Almada focuses on three young women or girls who were murdered in the 1980s, and whose killers have never been brought to justice. Andrea Danne was stabbed in her own bed, María Luisa Quevedo was raped and strangled before her body was dumped in some wasteland, and Sarita Mundín’s decomposing body washed up on the banks of the Tcalamochita river (or, rather, the decomposing body of a young woman was washed up, it was deemed to be Sarita, and the investigation was closed). Three girls aged between 15 and 20, three of many whose deaths go unsolved and unpunished. Almada retraces their final days, and aims to reconstruct not just their last moments, movements and conversations, but the entire universe that the girls inhabited, to better understand, scrutinise, and denounce how their fate came to pass.
Almada intertwines her investigation with memories of her own childhood growing up in a similar community in provincial Argentina, questioning the things she too took for granted or assumed were “normal” – from the absence of telephones to the women being controlled by husbands, fathers and brothers. She sets out to find out what she can, via a combination of research through newspaper archives and interviews with people who knew the girls. But even here she is met with silence – Sarita’s confidante chooses “not to reveal her pain, which is hers alone, something intimate that she defends tooth and nail”, Andrea’s sister “prefers to remain silent”, and María Luisa’s brother is evasive, finally meeting with Almada only to disappoint her in the lack of light he can – or wants to – shed on the case.
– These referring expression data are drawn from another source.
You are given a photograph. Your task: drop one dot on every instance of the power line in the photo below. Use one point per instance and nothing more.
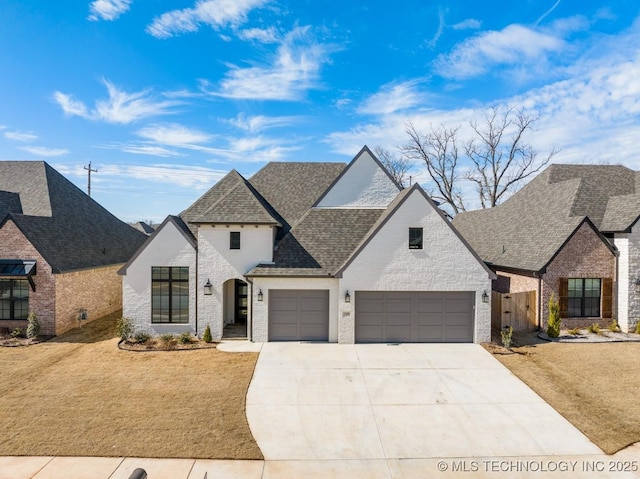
(89, 170)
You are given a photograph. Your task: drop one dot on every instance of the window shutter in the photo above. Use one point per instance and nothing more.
(607, 298)
(563, 297)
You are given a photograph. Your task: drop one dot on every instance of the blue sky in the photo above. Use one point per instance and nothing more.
(164, 98)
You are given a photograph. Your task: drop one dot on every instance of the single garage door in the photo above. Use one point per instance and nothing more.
(298, 315)
(417, 317)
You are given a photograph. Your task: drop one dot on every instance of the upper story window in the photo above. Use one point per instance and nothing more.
(234, 240)
(415, 238)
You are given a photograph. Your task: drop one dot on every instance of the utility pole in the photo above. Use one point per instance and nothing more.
(89, 170)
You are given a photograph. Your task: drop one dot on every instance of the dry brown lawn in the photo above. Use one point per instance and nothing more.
(79, 395)
(594, 386)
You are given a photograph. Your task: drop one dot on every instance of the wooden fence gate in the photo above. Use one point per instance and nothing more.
(517, 310)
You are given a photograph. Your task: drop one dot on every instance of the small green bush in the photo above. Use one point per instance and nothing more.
(185, 338)
(206, 337)
(594, 328)
(506, 334)
(124, 328)
(142, 337)
(554, 323)
(33, 326)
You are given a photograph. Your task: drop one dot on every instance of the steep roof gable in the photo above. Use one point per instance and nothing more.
(364, 183)
(392, 210)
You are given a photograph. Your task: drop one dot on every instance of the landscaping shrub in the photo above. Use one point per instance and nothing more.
(206, 337)
(553, 327)
(33, 326)
(142, 337)
(124, 328)
(506, 334)
(185, 338)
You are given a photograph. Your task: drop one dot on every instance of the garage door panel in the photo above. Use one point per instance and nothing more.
(298, 315)
(424, 316)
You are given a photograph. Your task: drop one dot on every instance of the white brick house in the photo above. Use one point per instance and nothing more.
(311, 251)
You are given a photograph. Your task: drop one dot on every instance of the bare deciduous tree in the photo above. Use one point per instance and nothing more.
(397, 166)
(499, 157)
(439, 150)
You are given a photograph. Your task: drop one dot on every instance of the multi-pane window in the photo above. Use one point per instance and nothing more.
(169, 294)
(415, 238)
(234, 240)
(584, 297)
(14, 299)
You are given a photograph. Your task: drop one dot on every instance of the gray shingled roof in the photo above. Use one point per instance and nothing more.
(527, 230)
(293, 188)
(320, 243)
(69, 229)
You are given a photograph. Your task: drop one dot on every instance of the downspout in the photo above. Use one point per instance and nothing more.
(250, 316)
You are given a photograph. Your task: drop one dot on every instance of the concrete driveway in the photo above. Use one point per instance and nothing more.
(369, 404)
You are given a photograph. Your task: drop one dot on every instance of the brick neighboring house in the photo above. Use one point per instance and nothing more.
(59, 250)
(546, 238)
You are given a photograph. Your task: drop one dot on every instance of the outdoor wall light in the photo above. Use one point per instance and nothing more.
(208, 288)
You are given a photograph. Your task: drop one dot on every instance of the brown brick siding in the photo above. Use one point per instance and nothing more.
(14, 245)
(58, 297)
(584, 256)
(514, 283)
(98, 290)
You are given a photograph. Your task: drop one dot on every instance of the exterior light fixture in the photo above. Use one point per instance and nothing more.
(208, 288)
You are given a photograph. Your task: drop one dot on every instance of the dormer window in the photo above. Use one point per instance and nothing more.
(415, 238)
(234, 240)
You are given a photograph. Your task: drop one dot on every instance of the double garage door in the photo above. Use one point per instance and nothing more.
(417, 317)
(381, 316)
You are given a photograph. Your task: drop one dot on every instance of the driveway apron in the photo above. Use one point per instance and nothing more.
(328, 402)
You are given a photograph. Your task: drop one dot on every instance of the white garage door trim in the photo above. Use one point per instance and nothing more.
(414, 316)
(298, 315)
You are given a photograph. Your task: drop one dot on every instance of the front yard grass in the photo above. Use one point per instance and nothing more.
(593, 385)
(79, 395)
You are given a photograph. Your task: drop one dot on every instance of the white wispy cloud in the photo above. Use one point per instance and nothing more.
(120, 107)
(468, 24)
(20, 136)
(260, 123)
(515, 44)
(173, 134)
(392, 98)
(44, 151)
(295, 69)
(215, 13)
(108, 9)
(261, 35)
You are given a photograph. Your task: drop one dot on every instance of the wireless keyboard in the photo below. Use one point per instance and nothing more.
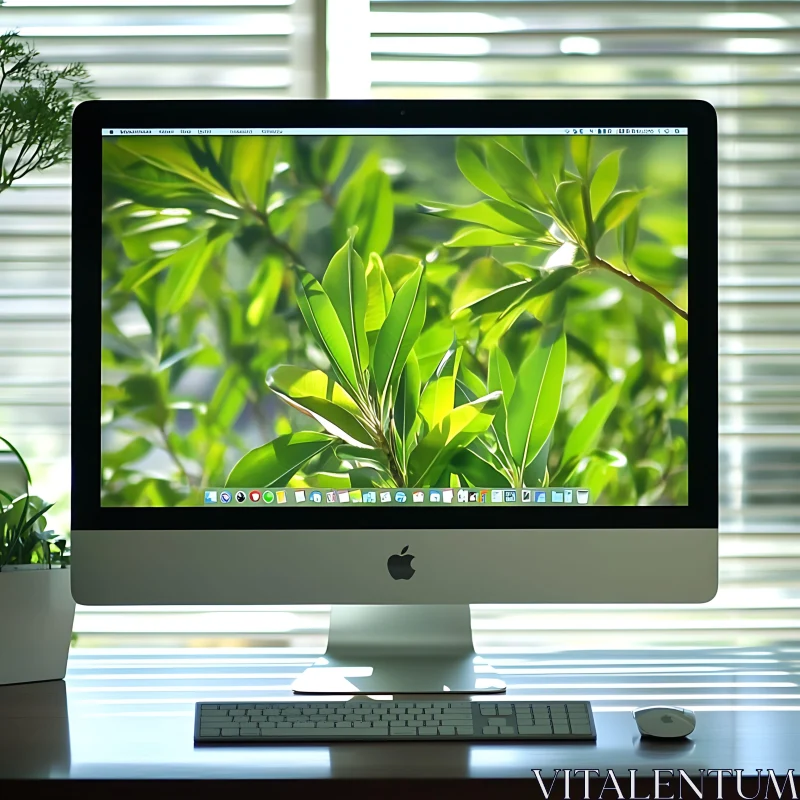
(403, 720)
Faced with a silence that carries through into the present, Almada seeks answers elsewhere: the particular idiosyncrasy that makes this piece so individual is Almada’s decision to consult a medium, in an attempt to communicate with the dead girls beyond the grave. This is a brave and innovative twist on journalistic fiction, and one which gave me goosebumps as I read, but which ultimately represented a slight anti-climax: in her final visit, the medium tells Almada to let go, and to let the dead girls “go back to where they belong.” This did feel a little too convenient – there is no neat ending, and so the medium offers one that feels discordant with a text whose objective was “to gather the bones of these girls, piece them together, give them a voice and then let them run, free and unfettered, wherever they have to go.” The gap between “wherever they have to go” and “back where they belong” was, for me, the one disappointment of the piece, but it must be said that Almada herself is more poetic and less conclusive in the way she takes leave of her three dead girls – but as always, I’ll leave you to discover the ending for yourselves. Dead Girls is an important and moving work that invites us to reflect on cultural practices that we would like to think are distant in both time and place, but which are frighteningly recognisable. This is not a book that will make you feel at peace with the world, but that is precisely where its strength and persuasion lie.